De acordo com especialistas, ainda não há um estudo capaz de prever quais as consequências do atraso da segunda dose. “Não sei qual pode ser o efeito deste atraso com relação à resposta imunológica do paciente, e nem o fabricante tem essa resposta”, pontuou o professor e doutor em imunologia, Daniel Gomes.

Como faltam estudos, a orientação é seguir as recomendações do fabricante. “Precisamos seguir a bula do fabricante. É necessário seguir as recomendações porque foram feitos testes iniciais que mostraram que esse é o intervalo ideal”, explicou.

A pós-doutora em epidemiologia, Ethel Maciel, concorda. “Há poucos dados sobre um intervalo maior que 28 dias, então não temos evidências. Não temos dados que nos suportem para fazer uma janela maior”, disse.

“Mesmo com atraso, tome a vacina” 

Apesar das dúvidas, Ethel recomenda que as duas doses sejam aplicadas, mesmo que haja um intervalo maior que o recomendado. “Nós sabemos que é melhor, mesmo com atraso, você fazer o sistema completo do que a pessoa ficar com uma dose só. Como sabemos que a segunda dose é para manter a imunidade com mais tempo, é melhor que, mesmo com atraso de uma ou duas semanas, a imunização seja feita”, finalizou.

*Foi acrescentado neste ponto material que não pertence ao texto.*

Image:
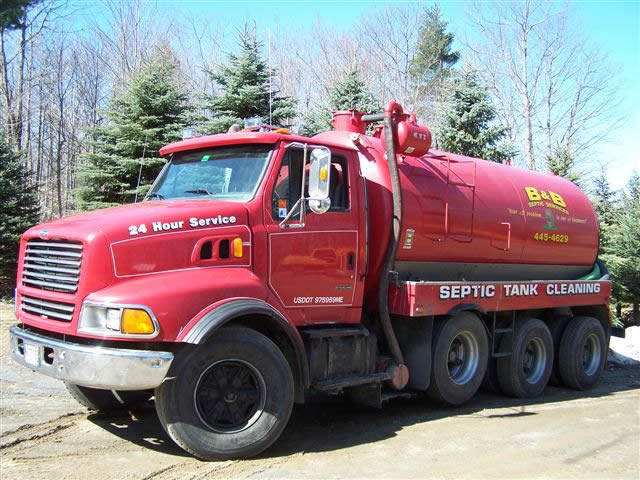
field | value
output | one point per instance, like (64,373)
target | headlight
(106,320)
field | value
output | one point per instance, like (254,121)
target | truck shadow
(332,423)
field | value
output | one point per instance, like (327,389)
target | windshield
(229,173)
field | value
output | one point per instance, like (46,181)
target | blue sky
(612,25)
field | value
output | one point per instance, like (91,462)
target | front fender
(177,297)
(256,314)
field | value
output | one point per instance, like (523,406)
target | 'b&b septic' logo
(548,199)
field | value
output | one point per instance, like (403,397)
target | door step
(337,384)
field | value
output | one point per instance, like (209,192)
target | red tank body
(470,219)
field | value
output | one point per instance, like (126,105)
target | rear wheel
(108,400)
(228,398)
(526,371)
(583,353)
(460,353)
(557,327)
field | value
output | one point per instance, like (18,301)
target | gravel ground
(44,434)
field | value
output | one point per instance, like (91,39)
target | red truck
(263,265)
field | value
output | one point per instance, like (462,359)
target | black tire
(557,327)
(490,381)
(459,359)
(108,400)
(228,398)
(526,371)
(583,353)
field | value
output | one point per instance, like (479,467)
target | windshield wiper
(200,191)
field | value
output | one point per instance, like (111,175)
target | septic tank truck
(263,265)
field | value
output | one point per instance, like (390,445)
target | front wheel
(228,398)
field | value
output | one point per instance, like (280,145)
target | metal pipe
(372,117)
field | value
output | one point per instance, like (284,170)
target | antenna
(270,88)
(144,150)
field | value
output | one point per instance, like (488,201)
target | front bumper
(89,366)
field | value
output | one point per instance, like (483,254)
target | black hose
(372,117)
(394,238)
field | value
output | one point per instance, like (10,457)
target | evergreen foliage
(147,115)
(604,204)
(244,85)
(348,93)
(623,257)
(434,59)
(562,162)
(12,13)
(19,210)
(468,126)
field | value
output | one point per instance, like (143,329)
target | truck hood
(143,220)
(153,237)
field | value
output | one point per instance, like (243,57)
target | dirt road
(44,434)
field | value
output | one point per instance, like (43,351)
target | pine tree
(623,259)
(244,85)
(468,126)
(19,210)
(148,114)
(434,59)
(350,92)
(562,162)
(13,11)
(604,204)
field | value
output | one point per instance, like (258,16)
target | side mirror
(319,180)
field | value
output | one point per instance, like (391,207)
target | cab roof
(222,139)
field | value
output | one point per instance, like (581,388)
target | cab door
(314,267)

Faltam estudos, sobram riscos

Daniel Gomes explicou que, os efeitos podem ser negativos, positivos ou nenhum. “Sabemos que atrasos pequenos, de até 10 dias, não impactam na resposta imunológica do paciente, mas não é possível afirmar qual o impacto porque não há testes. Se o prazo for curto, pode ser que a primeira vacina não se perca, mas se o intervalo for maior, corre-se o risco de ser necessário repetir a primeira dose”, disse.

O especialista citou como exemplo os estudos feitos em outros imunizantes. “A Astrazeneca foi testada para intervalos maiores. Esticaram para três meses e viram que a resposta imunológica do paciente foi a mesma. Mas no caso da Coronavac nós não sabemos. É uma duvida que vamos ter sempre, tudo pode acontecer. Enquanto não houver estudos vamos sempre trabalhar na dúvida”, finalizou.

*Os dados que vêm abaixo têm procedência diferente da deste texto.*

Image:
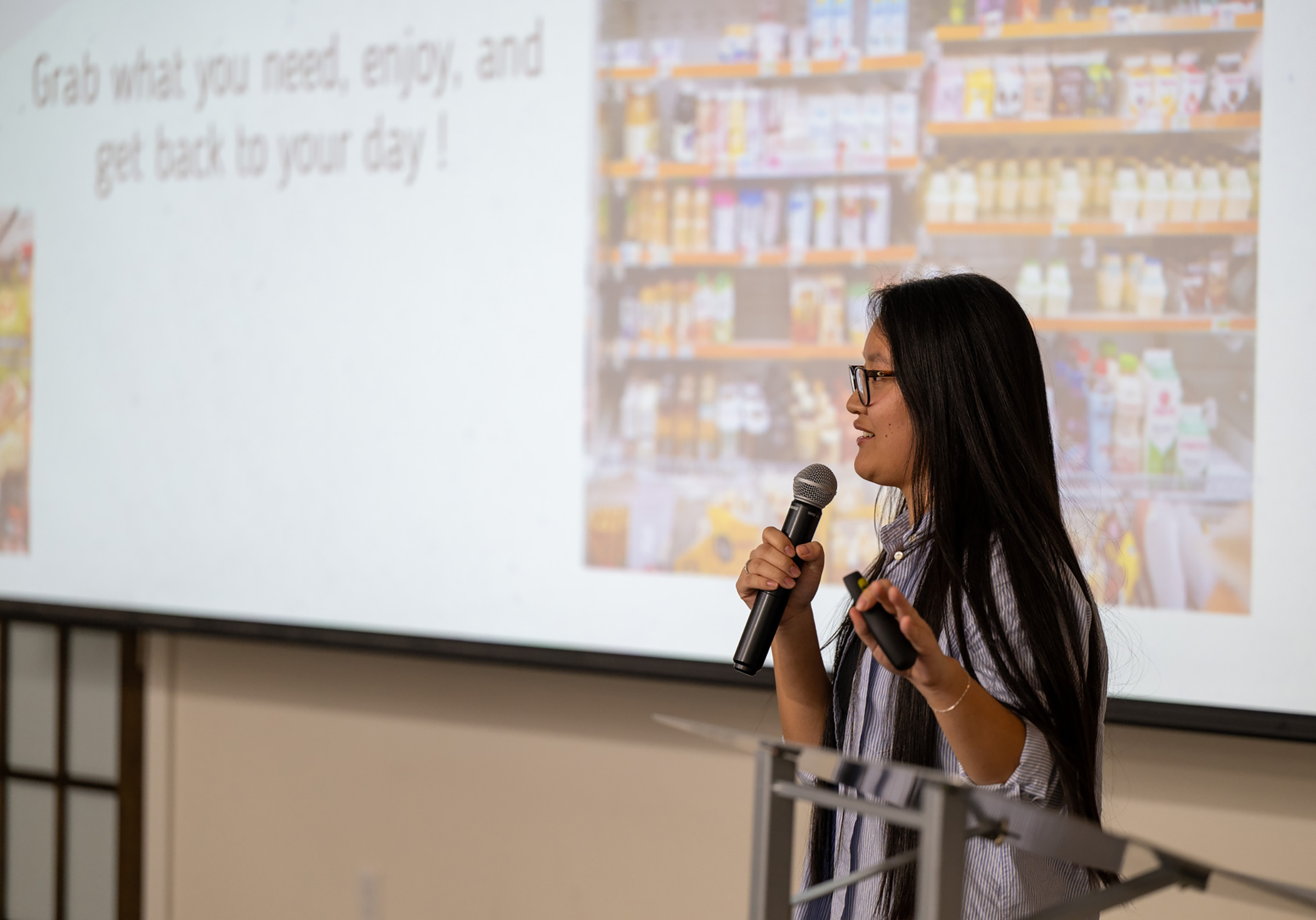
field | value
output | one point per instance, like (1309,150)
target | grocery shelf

Expectativa de retomada na produção das vacinas

Durante a entrevista coletiva na sexta-feira, 23, o secretário afirmou que a expectativa é de que a produção das vacinas seja retomada ao longo da primeira quinzena de maio.

“Tivemos, por parte do Butantan, atraso na disponibilidade e na produção de doses, o que poderá acarretar uma suspensão dos envios de doses nas próximas três semanas. Esse assunto está sendo tratado pelo Conselho Nacional de Secretários e outros órgãos, para poder resultar em medidas seguras para preservar a execução do calendário de vacinas.”

Devido à produção, o número de doses da Coronavac que foi entregue ao Espírito Santo nesta sexta-feira foi bem menor em relação ao quantitativo antes recebido. Foram 13 mil doses enviadas pelo Butantan. Já da vacina Astrazeneca, da Fiocruz, foram 57 mil doses. 

Questionado sobre a possível ampliação do intervalo de aplicação entre as doses, o Instituto informou apenas que a bula da vacina “indica intervalo de 14 a 28 dias entre as doses” e que “o esquema vacinal é responsabilidade dos gestores”. Por nota, o Butantan ressaltou que para completar a imunização é importante a aplicação da segunda dose.

Nesta segunda-feira (26), o Butantan informou que as novas entregas de vacinas ao Programa Nacional de Imunizações do governo federal serão retomadas no dia 3 de maio.